Am 18.10.2011 23:20, schrieb Andreas K.:
> On Tue, Oct 18, 2011 at 8:09 PM, Tobias Oelgarte<
> tobias.oelgarte at googlemail.com>  wrote:
>
>> You said that we should learn from Google and other top websites, but at
>> the same time you want to introduce objective criteria, which neither of
>> this websites did?
>
>
>
> What I mean is that we should not classify media as offensive, but in terms
> such as "photographic depictions of real-life sex and masturbation", "images
> of Muhammad". If someone feels strongly that they do not want to see these
> by default, they should not have to. In terms of what areas to cover, we can
> look at what people like Google do (e.g. by comparing "moderate safe search"
> and "safe search off" results), and at what our readers request.
>
>
The problem is, that we never asked our readers, before the whole thing 
was running wild already. It would be really the time to question the 
feelings of the readers. That would mean to ask the readers in very 
different regions to get an good overview about this topic. What Google 
and other commercial groups do shouldn't be a reference to us. They 
serve their core audience and ignore the rest, since their aim is 
profit, and only profit, no matter what "good reasons" they represent. 
We are quite an exception from them. Not in popularity, but in concept. 
If we put to the example of "futanari", then we surely agree that there 
could be quite a lot of people that would be surprised. Especially if 
"safe-search" is on. But now we have to ask why it is that way? Why does 
it work so well for other, more common terms in a western audience?
>
>> You also compare Wikipedia with an image board like
>> 4chan? You want the readers to define what they want see. That means
>> they should play the judge and that majority will win. But this in
>> contrast to the proposal that the filter should work with objective
>> criteria.
>>
>
>
> I do not see this as the majority winning, and a minority losing.
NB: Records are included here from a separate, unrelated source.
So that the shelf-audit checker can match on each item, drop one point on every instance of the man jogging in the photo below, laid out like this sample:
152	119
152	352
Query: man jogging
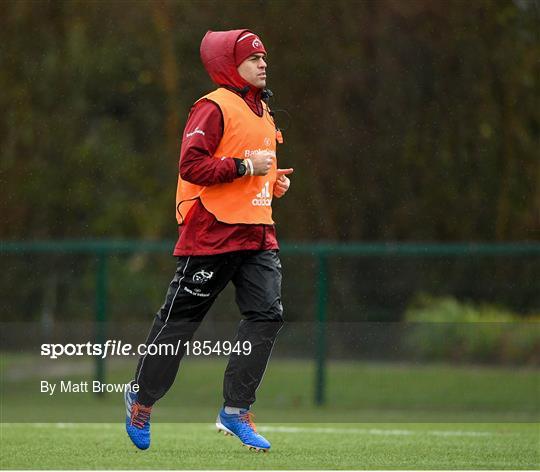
228	177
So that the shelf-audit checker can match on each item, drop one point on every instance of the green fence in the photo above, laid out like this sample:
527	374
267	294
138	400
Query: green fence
321	252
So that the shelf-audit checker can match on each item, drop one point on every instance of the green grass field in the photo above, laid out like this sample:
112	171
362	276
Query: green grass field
296	446
378	416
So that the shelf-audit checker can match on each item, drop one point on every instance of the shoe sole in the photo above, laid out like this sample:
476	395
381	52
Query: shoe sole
227	432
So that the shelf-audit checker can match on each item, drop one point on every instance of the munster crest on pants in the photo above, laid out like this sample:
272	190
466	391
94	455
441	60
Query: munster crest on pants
202	276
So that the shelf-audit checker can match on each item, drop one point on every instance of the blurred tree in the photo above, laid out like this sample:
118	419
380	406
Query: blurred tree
411	120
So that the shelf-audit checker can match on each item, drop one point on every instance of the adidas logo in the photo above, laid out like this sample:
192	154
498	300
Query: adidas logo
263	198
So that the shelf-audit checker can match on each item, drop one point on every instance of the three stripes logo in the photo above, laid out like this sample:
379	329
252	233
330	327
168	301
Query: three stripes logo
263	198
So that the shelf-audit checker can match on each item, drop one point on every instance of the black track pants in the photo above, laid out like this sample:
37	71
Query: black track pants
197	282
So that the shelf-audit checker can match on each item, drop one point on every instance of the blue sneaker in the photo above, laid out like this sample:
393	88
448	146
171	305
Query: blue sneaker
243	428
137	421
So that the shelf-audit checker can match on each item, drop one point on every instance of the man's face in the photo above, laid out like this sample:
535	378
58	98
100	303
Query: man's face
253	70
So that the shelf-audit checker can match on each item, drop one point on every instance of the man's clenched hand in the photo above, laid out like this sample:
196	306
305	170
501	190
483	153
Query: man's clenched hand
282	183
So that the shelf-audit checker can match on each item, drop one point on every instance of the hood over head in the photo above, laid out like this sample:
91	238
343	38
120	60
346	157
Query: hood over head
220	55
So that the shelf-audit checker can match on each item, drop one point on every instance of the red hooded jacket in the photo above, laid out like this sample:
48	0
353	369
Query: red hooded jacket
201	234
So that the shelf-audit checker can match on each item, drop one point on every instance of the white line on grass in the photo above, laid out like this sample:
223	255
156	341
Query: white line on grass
295	430
369	431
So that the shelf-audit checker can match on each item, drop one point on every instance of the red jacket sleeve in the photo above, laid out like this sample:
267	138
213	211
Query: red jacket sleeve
202	134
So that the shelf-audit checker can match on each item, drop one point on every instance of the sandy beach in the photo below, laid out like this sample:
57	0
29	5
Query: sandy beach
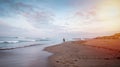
88	53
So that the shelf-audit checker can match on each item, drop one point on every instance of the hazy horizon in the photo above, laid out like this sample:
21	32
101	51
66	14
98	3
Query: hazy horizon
59	18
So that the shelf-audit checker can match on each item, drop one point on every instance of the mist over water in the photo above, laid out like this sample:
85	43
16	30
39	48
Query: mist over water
16	42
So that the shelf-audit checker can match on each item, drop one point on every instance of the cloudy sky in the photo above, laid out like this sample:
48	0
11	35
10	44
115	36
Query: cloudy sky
51	18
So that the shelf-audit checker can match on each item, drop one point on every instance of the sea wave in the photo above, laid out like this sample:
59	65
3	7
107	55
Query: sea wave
9	42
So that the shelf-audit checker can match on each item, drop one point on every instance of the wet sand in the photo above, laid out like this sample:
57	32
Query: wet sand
33	56
90	53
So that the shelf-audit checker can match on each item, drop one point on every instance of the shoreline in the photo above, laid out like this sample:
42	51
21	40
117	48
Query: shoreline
80	53
33	56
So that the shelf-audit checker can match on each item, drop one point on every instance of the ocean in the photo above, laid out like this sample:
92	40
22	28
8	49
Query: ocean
17	42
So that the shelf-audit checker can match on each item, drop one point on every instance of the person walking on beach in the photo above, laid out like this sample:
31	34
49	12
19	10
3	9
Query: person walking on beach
63	39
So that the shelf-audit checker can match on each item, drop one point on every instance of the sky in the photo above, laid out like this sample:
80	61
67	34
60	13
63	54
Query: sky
59	18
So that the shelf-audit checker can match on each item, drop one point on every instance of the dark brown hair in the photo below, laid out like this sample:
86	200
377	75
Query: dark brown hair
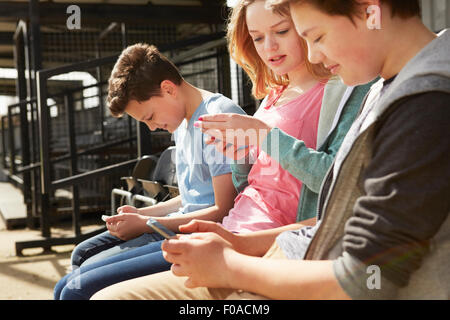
137	75
350	9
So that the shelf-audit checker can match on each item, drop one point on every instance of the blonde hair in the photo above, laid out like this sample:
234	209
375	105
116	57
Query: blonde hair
243	52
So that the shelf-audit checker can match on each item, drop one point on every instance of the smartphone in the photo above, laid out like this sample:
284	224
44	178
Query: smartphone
159	228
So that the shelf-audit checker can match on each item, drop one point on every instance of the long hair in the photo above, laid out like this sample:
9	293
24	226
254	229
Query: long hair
243	52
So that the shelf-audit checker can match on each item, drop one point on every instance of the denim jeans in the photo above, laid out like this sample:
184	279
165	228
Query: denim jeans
84	281
105	245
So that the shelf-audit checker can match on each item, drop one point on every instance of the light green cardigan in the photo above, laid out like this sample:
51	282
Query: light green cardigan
306	164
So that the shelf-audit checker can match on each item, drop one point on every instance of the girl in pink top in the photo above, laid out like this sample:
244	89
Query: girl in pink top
267	46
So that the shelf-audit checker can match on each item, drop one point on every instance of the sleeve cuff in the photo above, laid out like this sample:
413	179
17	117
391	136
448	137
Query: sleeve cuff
361	281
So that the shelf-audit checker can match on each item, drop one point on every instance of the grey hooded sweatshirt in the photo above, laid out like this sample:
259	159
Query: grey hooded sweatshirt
384	205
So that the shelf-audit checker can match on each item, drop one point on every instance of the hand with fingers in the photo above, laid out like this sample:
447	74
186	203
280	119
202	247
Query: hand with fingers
199	257
127	225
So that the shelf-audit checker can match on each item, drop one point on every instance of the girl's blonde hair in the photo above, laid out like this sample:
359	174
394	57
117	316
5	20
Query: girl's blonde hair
243	52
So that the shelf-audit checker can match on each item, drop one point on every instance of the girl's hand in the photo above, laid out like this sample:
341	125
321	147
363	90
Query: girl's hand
205	258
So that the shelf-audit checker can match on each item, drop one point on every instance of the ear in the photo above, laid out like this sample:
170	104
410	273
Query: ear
168	87
372	11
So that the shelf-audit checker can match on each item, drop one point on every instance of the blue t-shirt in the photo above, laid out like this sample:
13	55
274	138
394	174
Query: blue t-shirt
197	162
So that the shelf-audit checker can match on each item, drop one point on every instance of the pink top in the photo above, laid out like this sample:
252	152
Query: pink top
271	198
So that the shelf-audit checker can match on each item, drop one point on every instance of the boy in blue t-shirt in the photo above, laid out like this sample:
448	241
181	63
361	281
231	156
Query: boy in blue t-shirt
148	87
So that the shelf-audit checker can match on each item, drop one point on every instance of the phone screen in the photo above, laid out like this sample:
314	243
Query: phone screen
159	228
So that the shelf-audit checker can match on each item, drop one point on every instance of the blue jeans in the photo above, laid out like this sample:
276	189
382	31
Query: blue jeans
105	245
83	282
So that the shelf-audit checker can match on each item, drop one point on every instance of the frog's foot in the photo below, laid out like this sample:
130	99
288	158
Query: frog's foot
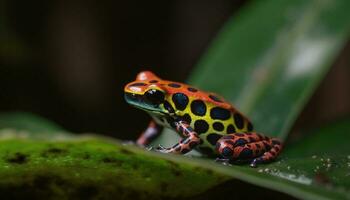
269	155
162	149
224	161
128	142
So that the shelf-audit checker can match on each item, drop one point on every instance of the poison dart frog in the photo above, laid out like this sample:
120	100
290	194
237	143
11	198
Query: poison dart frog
206	121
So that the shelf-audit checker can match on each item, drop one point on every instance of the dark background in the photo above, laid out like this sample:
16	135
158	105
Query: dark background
69	60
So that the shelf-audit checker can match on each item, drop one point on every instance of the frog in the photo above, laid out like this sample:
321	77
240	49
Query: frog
205	121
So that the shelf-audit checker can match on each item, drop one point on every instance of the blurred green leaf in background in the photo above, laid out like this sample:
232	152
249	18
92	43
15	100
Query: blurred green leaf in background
268	60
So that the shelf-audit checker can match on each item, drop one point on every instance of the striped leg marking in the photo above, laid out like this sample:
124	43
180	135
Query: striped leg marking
190	140
247	147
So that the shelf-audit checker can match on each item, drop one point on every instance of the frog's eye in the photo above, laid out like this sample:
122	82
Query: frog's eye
154	97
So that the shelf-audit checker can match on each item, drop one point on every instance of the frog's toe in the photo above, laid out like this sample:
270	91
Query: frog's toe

I see it
> as everyone winning -- those who do not want to be confronted with whatever
> media don't have to be, and those who want to see them can.
>
I guess you missed the point that a minority of offended people would 
just be ignored. Looking at the goal and Tings examples, then we would 
just strengthen the current position (western majority and point of 
view) but doing little to nothing in the areas that where the main 
concern, or at least the strong argument to start the progress. If it 
really comes down to the point that a majority does not find Muhammad 
caricatures offensive and it "wins", then we have no solution.
>> Could you please crosscheck your own comment and tell me what kind of
>> solution is up on your mind? Currently it is mix of very different
>> approaches, that don't fit together.
>
>
>
> My mind is not made up; we are still in a brainstorming phase. Of the
> alternatives presented so far, I like the opt-in version of Neitram's
> proposal best:
>
> http://meta.wikimedia.org/wiki/Controversial_content/Brainstorming#thumb.2Fhidden
>
> If something better were proposed, my views might change.
>
>
> Best,
> Andreas
>
I read this proposal and can't see a real difference in a second 
thought. At first it is good that the decision stays related to the 
topic and is not separated as in the first proposals. But it also has a 
bad taste in itself. We directly deliver the tags needed to remove 
content by third parties (SPI, Local Network, Institutions), no matter 
if the reader chooses to view the image or not, and we are still in 
charge to declare what might be or is offensive to others, forcing our 
judgment onto the users of the feature.

Overall it follows a good intention, but I'm very concerned about the 
side effects, which just let me say "no way" to this proposal as it is.